After years of study, the Virginia-Maryland ferry is still more of an idea than a proposal. The number of boats, possible ridership and how much the ferry would cost have yet to be determined. Another feasibility study was completed in August, then officials in Crisfield and Northumberland County, Va., expressed doubts about who would pay for the ferry.

In Crisfield, opinions are mixed. Some fear a ferry would bring traffic jams. Others say the city’s survival hinges on it, now that the seafood industry has mostly withered away. Only one seafood processor remains on the waterfront, surrounded by condominiums where once crab pickers worked the docks.

“The only thing it can do is bring us more business,” said Diane McGonigle, co-owner of Sidestreet Seafood restaurant. Business this year is down 20 percent, and a lone couple occupied the bar on a recent day. “I think it’s a good idea.”

The restaurant’s other owner, Sam Lambrou, is more blunt about how badly he thinks Crisfield needs a ferry.

“You can’t even get a cup of coffee after 5.” he said. “It’s pretty much a dead town.”

Not all are convinced the ferry is a good idea. At a town planning meeting to discuss yet another ferry proposal, Mayor Percy Purnell questioned businessmen who pitched the ferry.

“I got concerns, guys,” he told the ferry committee after he was asked to lend the town’s name to an environmental study. Mr. Purnell said just days before that Northumberland County officials voted to reject investing in the ferry.

He also said Crisfield’s entire budget is $3 million a year.

Growth is no small worry for Mr. Purnell. He was elected in June, over a 16-year incumbent, largely because of voter unrest about future waterfront development.

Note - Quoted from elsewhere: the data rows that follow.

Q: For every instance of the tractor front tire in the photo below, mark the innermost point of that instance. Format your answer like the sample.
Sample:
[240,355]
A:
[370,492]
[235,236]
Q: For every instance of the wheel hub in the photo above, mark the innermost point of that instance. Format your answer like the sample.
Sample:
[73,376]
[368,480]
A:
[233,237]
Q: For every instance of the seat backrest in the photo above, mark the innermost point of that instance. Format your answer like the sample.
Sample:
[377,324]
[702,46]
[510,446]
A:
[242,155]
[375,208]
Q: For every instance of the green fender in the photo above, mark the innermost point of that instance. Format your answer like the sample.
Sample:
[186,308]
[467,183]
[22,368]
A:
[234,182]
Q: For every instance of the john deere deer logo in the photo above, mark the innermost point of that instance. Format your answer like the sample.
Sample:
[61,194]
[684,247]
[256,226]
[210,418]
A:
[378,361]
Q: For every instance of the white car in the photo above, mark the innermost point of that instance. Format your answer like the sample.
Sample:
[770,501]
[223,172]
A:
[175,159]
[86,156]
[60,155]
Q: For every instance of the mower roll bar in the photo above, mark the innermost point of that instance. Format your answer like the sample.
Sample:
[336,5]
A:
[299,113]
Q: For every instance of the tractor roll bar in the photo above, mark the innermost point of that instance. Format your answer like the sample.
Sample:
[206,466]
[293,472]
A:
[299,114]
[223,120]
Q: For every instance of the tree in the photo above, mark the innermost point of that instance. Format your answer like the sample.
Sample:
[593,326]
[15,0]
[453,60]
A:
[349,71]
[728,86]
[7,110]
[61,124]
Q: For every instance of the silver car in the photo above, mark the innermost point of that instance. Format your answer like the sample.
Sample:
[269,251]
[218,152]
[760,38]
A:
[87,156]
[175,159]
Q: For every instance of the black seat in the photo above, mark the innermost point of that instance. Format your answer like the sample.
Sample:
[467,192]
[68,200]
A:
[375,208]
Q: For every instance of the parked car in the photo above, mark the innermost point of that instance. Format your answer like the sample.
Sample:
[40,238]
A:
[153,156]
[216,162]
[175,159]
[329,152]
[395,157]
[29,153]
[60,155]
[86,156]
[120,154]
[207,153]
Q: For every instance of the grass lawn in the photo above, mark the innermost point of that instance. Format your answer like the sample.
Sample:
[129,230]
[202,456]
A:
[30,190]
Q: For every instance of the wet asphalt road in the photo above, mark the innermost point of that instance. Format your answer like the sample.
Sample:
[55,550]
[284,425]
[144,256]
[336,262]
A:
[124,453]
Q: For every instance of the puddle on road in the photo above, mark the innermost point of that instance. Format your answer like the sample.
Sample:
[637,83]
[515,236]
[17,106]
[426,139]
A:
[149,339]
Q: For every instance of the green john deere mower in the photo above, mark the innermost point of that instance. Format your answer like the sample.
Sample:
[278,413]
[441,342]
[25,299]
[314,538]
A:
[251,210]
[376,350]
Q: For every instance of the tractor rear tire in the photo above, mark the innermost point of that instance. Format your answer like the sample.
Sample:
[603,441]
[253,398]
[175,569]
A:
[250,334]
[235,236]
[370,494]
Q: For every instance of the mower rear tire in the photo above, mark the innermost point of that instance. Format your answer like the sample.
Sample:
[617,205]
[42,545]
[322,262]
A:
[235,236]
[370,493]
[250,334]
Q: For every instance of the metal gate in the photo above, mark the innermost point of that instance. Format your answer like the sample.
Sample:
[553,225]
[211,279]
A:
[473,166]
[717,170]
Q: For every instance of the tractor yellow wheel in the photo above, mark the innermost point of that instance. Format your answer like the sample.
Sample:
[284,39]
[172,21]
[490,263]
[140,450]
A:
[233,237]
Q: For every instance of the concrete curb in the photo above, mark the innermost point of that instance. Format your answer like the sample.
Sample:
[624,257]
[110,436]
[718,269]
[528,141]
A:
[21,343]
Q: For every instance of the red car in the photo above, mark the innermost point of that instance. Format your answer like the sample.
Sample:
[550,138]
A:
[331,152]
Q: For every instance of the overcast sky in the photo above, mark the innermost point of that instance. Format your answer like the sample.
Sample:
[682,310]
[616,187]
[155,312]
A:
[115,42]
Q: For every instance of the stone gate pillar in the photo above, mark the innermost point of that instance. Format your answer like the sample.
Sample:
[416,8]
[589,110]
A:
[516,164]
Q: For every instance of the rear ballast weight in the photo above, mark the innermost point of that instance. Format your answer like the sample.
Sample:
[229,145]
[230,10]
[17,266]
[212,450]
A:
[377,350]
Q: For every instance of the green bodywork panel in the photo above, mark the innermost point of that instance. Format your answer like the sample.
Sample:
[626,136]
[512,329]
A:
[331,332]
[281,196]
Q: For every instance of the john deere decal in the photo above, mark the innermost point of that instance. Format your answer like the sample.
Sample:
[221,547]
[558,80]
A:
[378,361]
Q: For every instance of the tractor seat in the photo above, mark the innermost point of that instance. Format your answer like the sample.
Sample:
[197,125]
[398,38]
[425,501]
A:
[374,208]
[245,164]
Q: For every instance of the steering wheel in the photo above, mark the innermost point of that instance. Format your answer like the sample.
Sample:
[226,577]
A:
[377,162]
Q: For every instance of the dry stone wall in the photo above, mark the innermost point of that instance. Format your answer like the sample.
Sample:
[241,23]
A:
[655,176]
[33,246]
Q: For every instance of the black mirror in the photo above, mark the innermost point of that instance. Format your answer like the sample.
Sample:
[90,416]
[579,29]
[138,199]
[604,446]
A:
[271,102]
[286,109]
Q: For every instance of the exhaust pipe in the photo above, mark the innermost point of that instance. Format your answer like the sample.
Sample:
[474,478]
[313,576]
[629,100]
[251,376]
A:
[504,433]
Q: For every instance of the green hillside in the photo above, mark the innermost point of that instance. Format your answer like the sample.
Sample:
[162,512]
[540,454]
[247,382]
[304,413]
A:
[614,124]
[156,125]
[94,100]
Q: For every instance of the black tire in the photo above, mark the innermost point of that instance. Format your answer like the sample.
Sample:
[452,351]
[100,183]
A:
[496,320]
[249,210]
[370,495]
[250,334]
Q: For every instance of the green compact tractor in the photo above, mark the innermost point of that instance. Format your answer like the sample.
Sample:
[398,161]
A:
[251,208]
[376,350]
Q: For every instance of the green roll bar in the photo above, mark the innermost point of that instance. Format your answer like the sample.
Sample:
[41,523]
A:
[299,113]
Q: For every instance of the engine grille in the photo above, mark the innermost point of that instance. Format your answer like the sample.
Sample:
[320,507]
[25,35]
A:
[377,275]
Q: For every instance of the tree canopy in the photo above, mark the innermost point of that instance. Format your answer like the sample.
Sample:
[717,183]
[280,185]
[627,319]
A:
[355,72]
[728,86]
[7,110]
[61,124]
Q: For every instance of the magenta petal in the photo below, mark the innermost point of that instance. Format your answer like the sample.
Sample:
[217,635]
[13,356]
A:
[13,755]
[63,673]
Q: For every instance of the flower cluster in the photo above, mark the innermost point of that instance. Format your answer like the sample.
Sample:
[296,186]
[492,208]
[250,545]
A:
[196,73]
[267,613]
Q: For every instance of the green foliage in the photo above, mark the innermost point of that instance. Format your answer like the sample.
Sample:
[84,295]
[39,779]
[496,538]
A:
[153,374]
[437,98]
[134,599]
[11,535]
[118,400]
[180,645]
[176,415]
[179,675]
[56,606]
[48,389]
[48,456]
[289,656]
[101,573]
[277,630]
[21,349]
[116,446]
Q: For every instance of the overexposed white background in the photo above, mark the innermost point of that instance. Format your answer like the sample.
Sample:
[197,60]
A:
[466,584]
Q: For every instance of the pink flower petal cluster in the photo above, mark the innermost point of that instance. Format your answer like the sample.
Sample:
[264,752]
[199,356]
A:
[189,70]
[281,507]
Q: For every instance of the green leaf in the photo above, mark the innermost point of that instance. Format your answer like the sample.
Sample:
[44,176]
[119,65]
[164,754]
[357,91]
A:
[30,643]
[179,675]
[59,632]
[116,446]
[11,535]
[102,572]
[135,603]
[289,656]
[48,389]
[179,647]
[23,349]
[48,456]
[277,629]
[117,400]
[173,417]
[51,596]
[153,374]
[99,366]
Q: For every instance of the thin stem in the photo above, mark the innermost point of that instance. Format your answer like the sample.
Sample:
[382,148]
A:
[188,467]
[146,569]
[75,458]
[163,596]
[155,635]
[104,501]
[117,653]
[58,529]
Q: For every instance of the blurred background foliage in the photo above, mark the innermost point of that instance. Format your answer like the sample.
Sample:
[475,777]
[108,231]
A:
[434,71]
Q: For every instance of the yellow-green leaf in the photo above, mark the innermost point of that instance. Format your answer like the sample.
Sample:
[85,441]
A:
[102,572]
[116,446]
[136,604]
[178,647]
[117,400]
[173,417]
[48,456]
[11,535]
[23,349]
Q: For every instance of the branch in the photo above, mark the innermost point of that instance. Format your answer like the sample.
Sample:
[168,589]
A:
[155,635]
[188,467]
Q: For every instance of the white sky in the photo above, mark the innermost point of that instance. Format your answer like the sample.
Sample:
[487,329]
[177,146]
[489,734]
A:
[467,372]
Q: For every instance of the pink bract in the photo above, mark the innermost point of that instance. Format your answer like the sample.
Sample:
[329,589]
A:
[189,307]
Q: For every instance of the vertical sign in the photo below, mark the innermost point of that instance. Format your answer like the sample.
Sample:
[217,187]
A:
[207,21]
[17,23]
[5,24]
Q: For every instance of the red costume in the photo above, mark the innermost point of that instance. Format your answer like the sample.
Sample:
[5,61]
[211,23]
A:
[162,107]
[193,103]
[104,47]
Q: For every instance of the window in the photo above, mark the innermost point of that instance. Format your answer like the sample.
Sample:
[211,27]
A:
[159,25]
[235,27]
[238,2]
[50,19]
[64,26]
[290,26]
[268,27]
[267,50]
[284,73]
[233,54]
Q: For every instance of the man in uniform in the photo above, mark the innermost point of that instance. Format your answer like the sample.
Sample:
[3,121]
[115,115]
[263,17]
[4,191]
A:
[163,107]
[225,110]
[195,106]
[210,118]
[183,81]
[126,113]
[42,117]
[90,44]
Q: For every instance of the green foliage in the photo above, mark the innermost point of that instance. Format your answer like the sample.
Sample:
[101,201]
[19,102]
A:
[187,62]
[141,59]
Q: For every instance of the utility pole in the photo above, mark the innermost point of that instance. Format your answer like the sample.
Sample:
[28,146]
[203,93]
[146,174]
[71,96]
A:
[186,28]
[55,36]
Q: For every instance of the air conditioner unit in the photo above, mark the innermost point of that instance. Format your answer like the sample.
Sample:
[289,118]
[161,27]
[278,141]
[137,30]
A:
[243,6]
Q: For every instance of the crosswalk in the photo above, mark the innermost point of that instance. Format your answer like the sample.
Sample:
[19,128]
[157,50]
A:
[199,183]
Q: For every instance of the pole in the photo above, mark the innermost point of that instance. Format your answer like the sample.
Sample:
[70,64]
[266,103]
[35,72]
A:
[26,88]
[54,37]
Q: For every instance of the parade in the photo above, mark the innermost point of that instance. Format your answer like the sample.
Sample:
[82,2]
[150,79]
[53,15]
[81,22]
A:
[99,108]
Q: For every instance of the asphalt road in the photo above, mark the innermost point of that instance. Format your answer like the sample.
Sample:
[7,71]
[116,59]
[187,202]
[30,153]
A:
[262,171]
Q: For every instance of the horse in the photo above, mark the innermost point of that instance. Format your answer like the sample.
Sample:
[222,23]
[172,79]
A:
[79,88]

Members of the town council were concerned, too. The ferry would stop on an abandoned dock behind a shuttered seafood processor, now fenced off and rusting. It’s not clear how much the city would have to pay for the ferry and a new terminal.

“I need to have a lot more information than I have,” Councilman Kimberly Lawson said.

Similar fears arose in Northumberland County, where county officials voted Sept. 14 not to commit more local taxes to a ferry, said county Administrator Kenneth Eades.